Hilferuf! In Zeiten von rekordmäßigen Energiepreisen kocht in vielen Branchen allmählich die Wut hoch. Dafür kocht es in den Schmelztigeln – wie hier, bei der Aluminiumverarbeitung – immer weniger. Das hat Folgen für den Standort Deutschland, sagen Experten.
(Bild: AD)
Die Produktion von Aluminium in Deutschland ist im zweiten Quartal 2022 auch schon sektorenweise gefallen, heißt es. Mit einem Rückgang von 23 Prozent schrumpfte die Herstellung von Rohaluminium dabei besonders stark.

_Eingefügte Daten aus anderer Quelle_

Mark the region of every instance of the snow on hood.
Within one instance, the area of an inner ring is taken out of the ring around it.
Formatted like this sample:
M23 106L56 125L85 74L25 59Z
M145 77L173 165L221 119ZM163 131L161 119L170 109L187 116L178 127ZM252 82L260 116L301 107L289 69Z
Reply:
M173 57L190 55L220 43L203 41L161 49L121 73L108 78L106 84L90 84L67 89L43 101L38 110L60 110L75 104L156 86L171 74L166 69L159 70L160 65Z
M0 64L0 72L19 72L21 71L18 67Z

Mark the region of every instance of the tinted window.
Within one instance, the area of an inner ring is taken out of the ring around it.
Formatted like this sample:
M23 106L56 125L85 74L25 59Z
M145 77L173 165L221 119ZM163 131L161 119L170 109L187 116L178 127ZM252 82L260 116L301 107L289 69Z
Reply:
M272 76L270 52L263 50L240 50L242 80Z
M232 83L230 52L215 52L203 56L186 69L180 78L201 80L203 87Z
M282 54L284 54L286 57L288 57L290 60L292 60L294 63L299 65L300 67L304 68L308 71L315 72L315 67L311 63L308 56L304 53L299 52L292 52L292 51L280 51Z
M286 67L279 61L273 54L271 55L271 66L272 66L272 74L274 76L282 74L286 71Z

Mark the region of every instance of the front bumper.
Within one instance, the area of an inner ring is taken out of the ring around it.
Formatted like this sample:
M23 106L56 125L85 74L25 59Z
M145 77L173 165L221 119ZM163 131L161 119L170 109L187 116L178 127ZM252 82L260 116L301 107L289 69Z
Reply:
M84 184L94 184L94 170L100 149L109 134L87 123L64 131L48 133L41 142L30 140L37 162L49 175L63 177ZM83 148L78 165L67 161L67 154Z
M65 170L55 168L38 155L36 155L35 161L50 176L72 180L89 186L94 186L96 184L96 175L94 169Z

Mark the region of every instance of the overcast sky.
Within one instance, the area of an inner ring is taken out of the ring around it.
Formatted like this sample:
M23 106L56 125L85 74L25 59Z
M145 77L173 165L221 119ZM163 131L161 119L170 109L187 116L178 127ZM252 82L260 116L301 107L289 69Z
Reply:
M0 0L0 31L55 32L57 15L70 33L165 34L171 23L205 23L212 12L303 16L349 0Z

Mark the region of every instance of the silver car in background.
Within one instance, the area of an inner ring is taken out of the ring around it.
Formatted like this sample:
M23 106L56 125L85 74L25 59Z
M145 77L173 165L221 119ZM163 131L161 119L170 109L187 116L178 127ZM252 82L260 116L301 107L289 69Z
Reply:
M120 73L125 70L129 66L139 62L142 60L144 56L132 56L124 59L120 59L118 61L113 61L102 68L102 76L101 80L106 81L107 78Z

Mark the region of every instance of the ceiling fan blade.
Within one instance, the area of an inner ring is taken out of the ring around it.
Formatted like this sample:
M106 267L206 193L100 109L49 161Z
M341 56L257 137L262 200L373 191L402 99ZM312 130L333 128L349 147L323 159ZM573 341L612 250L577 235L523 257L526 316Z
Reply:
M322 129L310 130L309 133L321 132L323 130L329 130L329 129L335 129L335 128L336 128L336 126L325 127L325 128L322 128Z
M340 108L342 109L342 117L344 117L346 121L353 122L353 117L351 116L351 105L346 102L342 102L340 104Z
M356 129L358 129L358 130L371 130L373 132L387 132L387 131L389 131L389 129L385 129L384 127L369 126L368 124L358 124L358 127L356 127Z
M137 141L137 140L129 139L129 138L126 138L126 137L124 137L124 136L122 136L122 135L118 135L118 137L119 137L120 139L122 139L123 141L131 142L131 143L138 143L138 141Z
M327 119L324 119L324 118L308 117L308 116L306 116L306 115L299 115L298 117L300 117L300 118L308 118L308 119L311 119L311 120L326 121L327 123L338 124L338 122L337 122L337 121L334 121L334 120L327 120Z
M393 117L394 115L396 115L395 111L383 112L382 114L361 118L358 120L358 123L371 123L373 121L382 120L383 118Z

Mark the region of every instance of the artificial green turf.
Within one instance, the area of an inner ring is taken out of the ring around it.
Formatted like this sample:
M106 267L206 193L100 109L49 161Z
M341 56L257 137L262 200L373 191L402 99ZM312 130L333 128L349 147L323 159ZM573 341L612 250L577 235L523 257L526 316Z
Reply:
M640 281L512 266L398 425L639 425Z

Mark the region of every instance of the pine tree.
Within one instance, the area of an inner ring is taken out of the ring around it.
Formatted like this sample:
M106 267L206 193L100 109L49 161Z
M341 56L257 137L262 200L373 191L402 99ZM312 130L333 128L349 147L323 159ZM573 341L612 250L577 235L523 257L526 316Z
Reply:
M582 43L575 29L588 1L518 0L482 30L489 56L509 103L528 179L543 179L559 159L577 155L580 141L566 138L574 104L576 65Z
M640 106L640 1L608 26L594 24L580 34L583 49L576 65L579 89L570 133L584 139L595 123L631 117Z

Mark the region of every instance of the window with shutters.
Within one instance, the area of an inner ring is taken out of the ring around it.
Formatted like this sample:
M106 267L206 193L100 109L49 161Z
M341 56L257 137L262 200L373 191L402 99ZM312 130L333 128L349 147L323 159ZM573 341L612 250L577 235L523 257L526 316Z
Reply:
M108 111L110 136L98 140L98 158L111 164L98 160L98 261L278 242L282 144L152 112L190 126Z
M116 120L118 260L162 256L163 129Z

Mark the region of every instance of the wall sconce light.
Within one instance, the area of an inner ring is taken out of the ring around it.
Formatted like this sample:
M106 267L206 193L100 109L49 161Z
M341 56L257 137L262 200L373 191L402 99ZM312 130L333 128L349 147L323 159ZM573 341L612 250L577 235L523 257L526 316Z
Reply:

Nach dem ersten Halbjahr 2022 belastet in diesem Bereich nun ein Minus von 21 Prozent die Branche, was rund 448.000 Tonnen Rohaluminium weniger bedeutet.
Der Alu-Halbzeugbereich konnte sich halten
Im Halbzeugbereich lag das Produktionsvolumen im zweiten Quartal mit 675.000 Tonnen knapp unter dem Niveau des Vorjahreszeitraums (1 Prozent weniger). Die Hersteller von stranggepressten Aluminiumprodukten mussten allerdings einen Rückgang von 4 Prozent verkraften, während die Fertigung von Walzprodukten stabil blieb. Im bisherigen Jahresverlauf (bis Juni) erreichten die Halbzeughersteller insgesamt ein unverändert hohes Volumen von rund 1,34 Millionen Tonnen.
Deindustrialisierung bedroht den Green Deal
Dr. Hinrich Mählmann, Präsident von Aluminium Deutschland (AD), betont, dass, wenn es keine zeitnahe Entspannung bei der Energiekrise gibt, es auch bald keine Aluminiumhütten mehr in Deutschland geben wird. Denn diese seien bereits akut bedroht. Diese industrielle Rohstoffbasis müsse unbedingt erhalten werden, weil man aus leidvoller Erfahrung ja bereits wisse, welche Folgen eine zu starke Abhängigkeit bei der Versorgung mit wichtigen Gütern mit sich brächten.
Außerdem bleibt der Green Deal die wichtige Herausforderung in diesen Zeiten. Und Aluminium ist laut Mählmann ein Schlüsselfaktor für die Dekarbonisierung der gesamten industriellen Lieferkette. Aber momentan sehe es eher nach einer schleichenden Deindustrialisierung Deutschlands aus, was bedeutet, dass wichtige Industrien in Regionen mit deutlich geringeren Sozial- und Umweltstandards abwandern würden – mit entsprechenden Folgen für das Klima.
Die Gasumlage kommt noch oben drauf ...
Für all jene Unternehmen, die kein Eisen erzeugen, entstehen durch die jüngst beschlossene Gasumlage Mehrkosten in Höhe von knapp 300 Millionen Euro. Davon entfällt mit etwa zwei Dritteln der Großteil auf die Aluminiumindustrie. Gerade bei gasintensiveren Betrieben, wie etwa bei den für die Senkung der CO2-Emissionen so wichtigen Recyclingbetrieben, ergeben sich dadurch Zusatzkosten, die schnell in den fünfstelligen Euro-Bereich pro Mitarbeiter gehen, wie Mählmann betont. Der AD-Präsident führt weiter aus: „Die Gasumlage ist grundsätzlich ein erforderliches Instrument, um die Versorgung Deutschlands zu sichern. Allerdings sollte ihre konkrete Ausgestaltung nochmals überdacht werden.“
Die Politik sei nun in der Verantwortung, mit der gasintensiven Industrie nicht den zweiten Dominostein umzustoßen, nachdem sie den ersten gestützt habe. Eine zeitliche Streckung der Umlage, die von der gesamten Industrie gefordert wird, wäre nach Meinung von Mählmann ein erster Schritt in die richtige Richtung.
Zudem sollte man in Berlin darüber nachdenken, die Über-Steuer-Einnahmen, die der Staat durch die hohen Energiepreise kassiert, einzusetzen, um damit zu entlasten. Denn die ohnehin stark gequälten Unternehmen sind durch die Umlage im internationalen Wettbewerb zusätzlich benachteiligt, kommentiert Mählmann.